Angola, which is Africa's No. 2 oil producer, has posted rapid growth since the end of the war, but opposition parties and rights groups have long accused President Jose Eduardo dos Santos of doing too little to combat widespread poverty.
Speaking in the capital, Luanda, after a three-day visit, U.N. High Commissioner for Human Rights Navi Pillay praised the government for progress in rebuilding the country's infrastructure and clearing thousands of landmines.
"This development has not been without controversy," she said. "Two issues that have consistently been brought to my attention are the huge disparities that have developed between the richest and the poorest, and the sometimes harsh methods used to evict people from land earmarked for development, especially in and around Luanda."
Dos Santos, who has been in power since 1979, was easily re-elected last year for a new five-year term during which he has pledged to improve the distribution of Angola's vast oil wealth.
His government says it cut poverty levels to about 39 percent of the population in 2009 from 68 percent in 2002, and increased public spending in this year's budget by over a quarter to help improve social conditions.
Pillay said she stressed in a meeting with Dos Santos on Wednesday the importance of cutting the wealth disparities over the next four or five years.
The U.N. official said the president and Cabinet ministers accepted that problems remained and seemed genuinely committed to improving human rights.

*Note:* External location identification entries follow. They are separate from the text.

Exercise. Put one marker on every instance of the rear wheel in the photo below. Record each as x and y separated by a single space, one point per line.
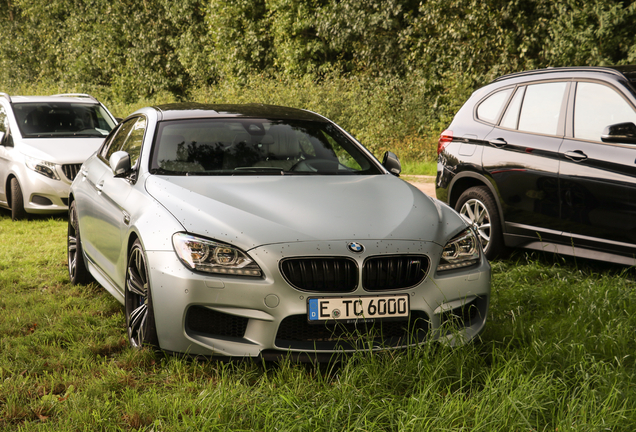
17 201
77 271
477 206
140 317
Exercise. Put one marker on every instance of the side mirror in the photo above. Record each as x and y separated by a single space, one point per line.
391 162
120 163
620 133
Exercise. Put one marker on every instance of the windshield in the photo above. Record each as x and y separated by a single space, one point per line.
62 119
256 147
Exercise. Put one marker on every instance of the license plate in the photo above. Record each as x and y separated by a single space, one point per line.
323 309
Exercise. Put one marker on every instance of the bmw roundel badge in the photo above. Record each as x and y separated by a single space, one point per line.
355 247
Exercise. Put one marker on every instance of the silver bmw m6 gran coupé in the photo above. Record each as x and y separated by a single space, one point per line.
256 230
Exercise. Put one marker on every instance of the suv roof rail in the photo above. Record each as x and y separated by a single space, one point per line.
606 69
77 95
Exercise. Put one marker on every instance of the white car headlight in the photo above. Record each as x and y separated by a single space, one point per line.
213 257
461 251
45 168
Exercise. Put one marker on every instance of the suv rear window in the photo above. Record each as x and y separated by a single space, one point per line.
490 108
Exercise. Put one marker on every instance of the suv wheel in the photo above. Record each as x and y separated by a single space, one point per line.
17 201
477 206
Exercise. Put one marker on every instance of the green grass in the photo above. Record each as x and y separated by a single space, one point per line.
557 355
415 167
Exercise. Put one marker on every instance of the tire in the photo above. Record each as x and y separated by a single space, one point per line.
77 271
140 316
17 201
477 206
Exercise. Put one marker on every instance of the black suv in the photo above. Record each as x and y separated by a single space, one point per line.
546 160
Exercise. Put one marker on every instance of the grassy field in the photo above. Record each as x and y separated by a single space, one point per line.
557 355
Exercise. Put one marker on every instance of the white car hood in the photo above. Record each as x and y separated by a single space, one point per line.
251 211
60 150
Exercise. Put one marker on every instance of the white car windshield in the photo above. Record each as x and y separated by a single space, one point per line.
62 119
256 146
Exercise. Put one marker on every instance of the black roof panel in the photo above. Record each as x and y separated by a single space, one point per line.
188 110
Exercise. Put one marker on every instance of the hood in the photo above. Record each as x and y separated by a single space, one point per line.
60 150
251 211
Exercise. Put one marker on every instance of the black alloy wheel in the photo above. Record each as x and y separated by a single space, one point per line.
477 206
77 271
17 201
140 320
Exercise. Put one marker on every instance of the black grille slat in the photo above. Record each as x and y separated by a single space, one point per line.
215 324
394 272
295 332
71 170
321 274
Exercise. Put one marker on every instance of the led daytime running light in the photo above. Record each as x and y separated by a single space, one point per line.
213 257
462 251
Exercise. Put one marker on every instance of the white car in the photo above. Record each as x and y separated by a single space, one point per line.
43 142
256 230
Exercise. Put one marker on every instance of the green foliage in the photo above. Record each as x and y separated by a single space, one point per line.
393 71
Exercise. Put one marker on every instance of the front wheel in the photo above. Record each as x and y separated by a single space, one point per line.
140 316
77 271
477 206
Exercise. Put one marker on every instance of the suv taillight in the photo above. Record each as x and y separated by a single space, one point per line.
444 139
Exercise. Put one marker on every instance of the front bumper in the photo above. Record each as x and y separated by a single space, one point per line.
201 314
42 194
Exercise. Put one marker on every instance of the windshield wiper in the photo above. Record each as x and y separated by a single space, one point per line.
258 170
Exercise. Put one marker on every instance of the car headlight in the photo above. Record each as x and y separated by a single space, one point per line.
461 251
213 257
45 168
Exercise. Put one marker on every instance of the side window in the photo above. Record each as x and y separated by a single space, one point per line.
490 108
541 108
597 106
133 144
117 141
4 120
511 117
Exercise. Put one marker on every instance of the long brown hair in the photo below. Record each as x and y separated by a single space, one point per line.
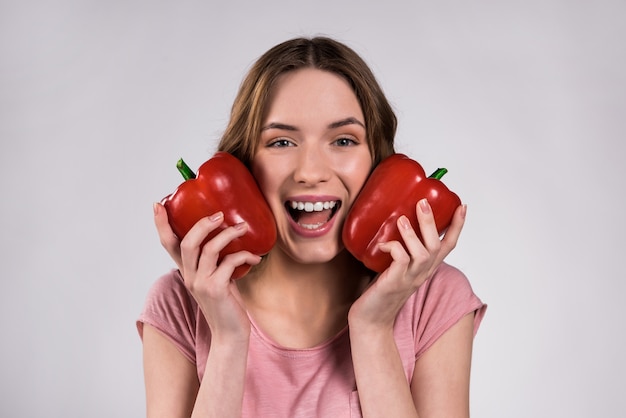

She said, however, that the government must tackle alleged abuse - especially sexual abuse - of migrants by security forces and border officials that has persisted for the past decade, especially on the border with the Democratic Republic of Congo.
"During my visit to a remote border crossing in Lunda Norte, I received indications that sexual abuse of female migrants is continuing, as well as theft of property," Pillay said.
Recognizing that the irregular entry of tens of thousands of migrants every year, many seeking to dig illegally for diamonds, causes major problems and that the government has the right to deport them, she said it must do so humanely.
Pillay said other problems included implementation of laws on freedom of expression and assembly, including the "heavy-handed" suppression of protests, and the fact that millions of Angolans, including 68 percent of children under age 5, had not been listed in the national identification registry.